Breathing Technique

There is a breathing technique when doing heavy lifts of 80% of your max or more. In order to successfully use your body’s full potential on these lifts you cannot rely on muscular strength alone. You also have to know when and how to breathe in order to properly brace your spine and protect it. Here are the simple steps:

1. Upon approaching the bar make sure you have the requisite set up position for the type of lift that you are doing. Your stance, grip positioning and spinal alignment must be set.

2. Next, “brace” your spine- take a large breath from the bottom of your lungs, hold it and tighten your core. You breathe from the bottom of your lungs when your abdomen rises, not when your chest rises. To make your core tight, brace it and contract your abdominal muscles as if you are about to take a strong punch to the stomach.

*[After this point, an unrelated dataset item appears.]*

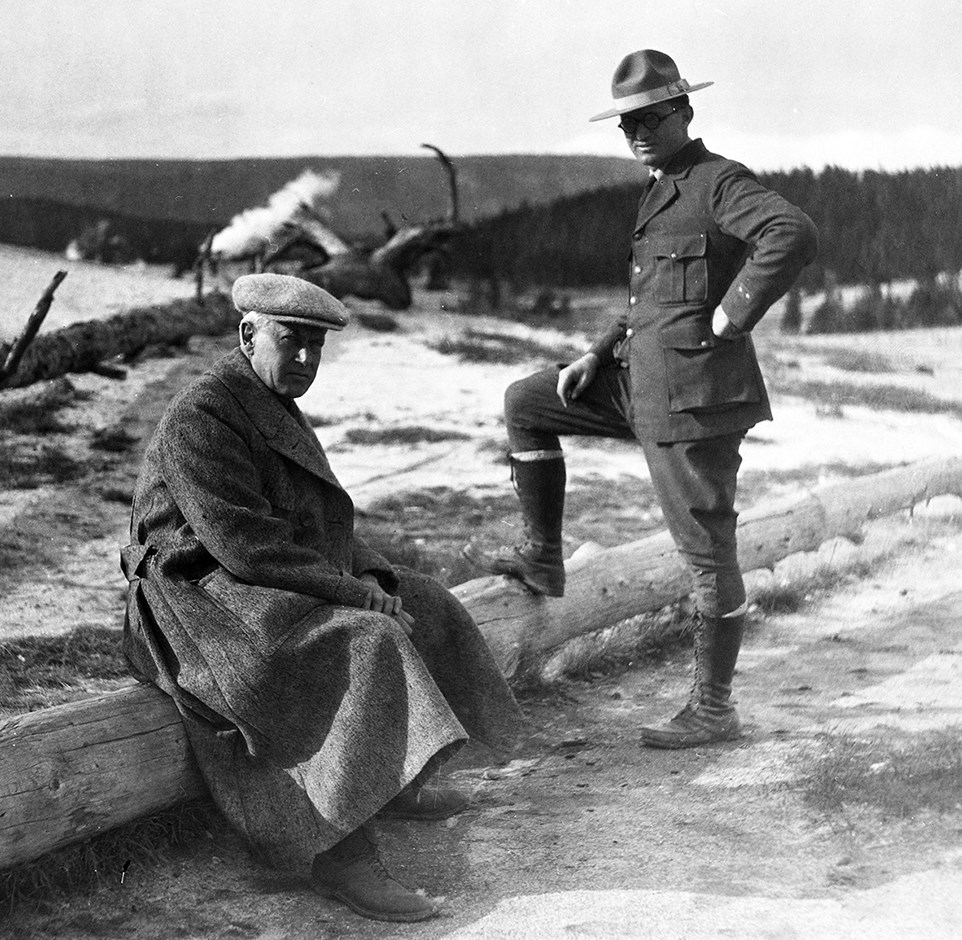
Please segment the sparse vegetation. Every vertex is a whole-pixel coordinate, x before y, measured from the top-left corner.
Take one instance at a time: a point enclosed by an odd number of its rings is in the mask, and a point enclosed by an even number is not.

Lifting belts are useful for this. The belt should be worn around the abdomen so that it is snug but loose enough to slip a hand inside it. When you do this bracing technique the belt becomes tight and gives you tactile confirmation of a properly braced spine.

3. Execute the lift. When doing so keep your breath held. You can also slowly release it. This is when you hear a short grunt or hissing sound. This is natural and actually good for the technique. In the Back Squat, for example, hold your breath on the way down and on the ascent slowly release your breath making the hissing sound on the way up. But do not release your breath completely during the lift as your spine will not be properly braced.

Take a breath after finishing the lift, especially if you are performing multiple reps. You need to breathe during sets of 3’s or 5’s. Do so in between the lifts.

If you want to try a fun experiment, try doing a Back Squat with an unloaded bar without using this bracing technique. Then do it again using the technique. You will notice a big difference in how heavy the bar feels.

This technique of holding your breath and bracing is meant for heavy lifts of 80% or more of your one rep max. For workouts cycling many lighter reps you have to breathe in and out rhythmically. Also, holding your breath for more than a few seconds during a heavy lift can be dangerous and cause you to black out. This is especially true for older athletes and those with a higher risk of heart problems. Be smart, keep good form and know your limits. It’s better to be safe and call it a day when you know you’ve reached a safe limit than to take a risk, hurt yourself and not be able to work out again for weeks.